ASSIGNMENT OF ERROR I
"THE TRIAL COURT ERRED IN VIOLATION OF CIV.R. 56, WHEN IT DENIED APPELLANT'S MOTION FOR SUMMARY JUDGMENT, WHERE THERE WERE NO GENUINE ISSUES OF MATERIAL FACT, AND APPELLANT WAS ENTITLED TO JUDGMENT AS A MATTER OF LAW."

ASSIGNMENT OF ERROR II
"THE TRIAL COURT ERRED AS A MATTER OF LAW AND ABUSED ITS DISCRETION, WHEN IT ADOPTED AND AFFIRMED THE MAGISTRATE'S DECISION FINDING A PRIOR COMPROMISE AGREEMENT AND JUDGMENT ENTRY ENTERED PURSUANT TO [R.C.] 3119.19 WAS UNENFORCEABLE AGAINST [APPELLEE], WHERE [APPELLEE] WAS A PARTY TO THE PRIOR PROCEEDING, WAS REPRESENTED BY A GUARDIAN AD LITEM WHO WAS AN ATTORNEY AT LAW, AND WHERE THE COMPROMISE AGREEMENT AND JUDGMENT ENTRY SIGNED BY THE GUARDIAN AD LITEM, SPECIFICALLY STATED THAT THE PRIOR PROCEEDING WAS DISMISSED WITH PREJUDICE AS TO ALL PARTY PLAINTIFFS."
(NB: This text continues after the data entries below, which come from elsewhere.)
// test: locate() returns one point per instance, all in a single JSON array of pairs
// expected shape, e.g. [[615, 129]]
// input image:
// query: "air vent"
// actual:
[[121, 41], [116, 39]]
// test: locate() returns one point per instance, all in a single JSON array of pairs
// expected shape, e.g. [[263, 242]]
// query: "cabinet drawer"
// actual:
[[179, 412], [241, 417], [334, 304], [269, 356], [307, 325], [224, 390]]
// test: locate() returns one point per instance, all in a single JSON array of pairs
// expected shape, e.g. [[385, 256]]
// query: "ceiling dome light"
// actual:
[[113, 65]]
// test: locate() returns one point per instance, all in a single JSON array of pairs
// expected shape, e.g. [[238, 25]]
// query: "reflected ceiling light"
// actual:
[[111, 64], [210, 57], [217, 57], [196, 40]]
{¶ 9} Appellant argues that the trial court erred by failing to enter summary judgment in his favor on appellee's complaint on the basis of res judicata. In addition, appellant argues that the trial court erred by adopting the magistrate's decision finding in favor of appellee on his complaint and finding that the 1983 compromise agreement is not enforceable as to appellee. Appellant further argues that appellee's claim constituted an improper collateral attack on the judgment arising out of the 1983 compromise agreement. This Court disagrees.

{¶ 10} This Court reviews an award of summary judgment de novo. Grafton v. Ohio Edison Co. (1996), 77 Ohio St.3d 102,105.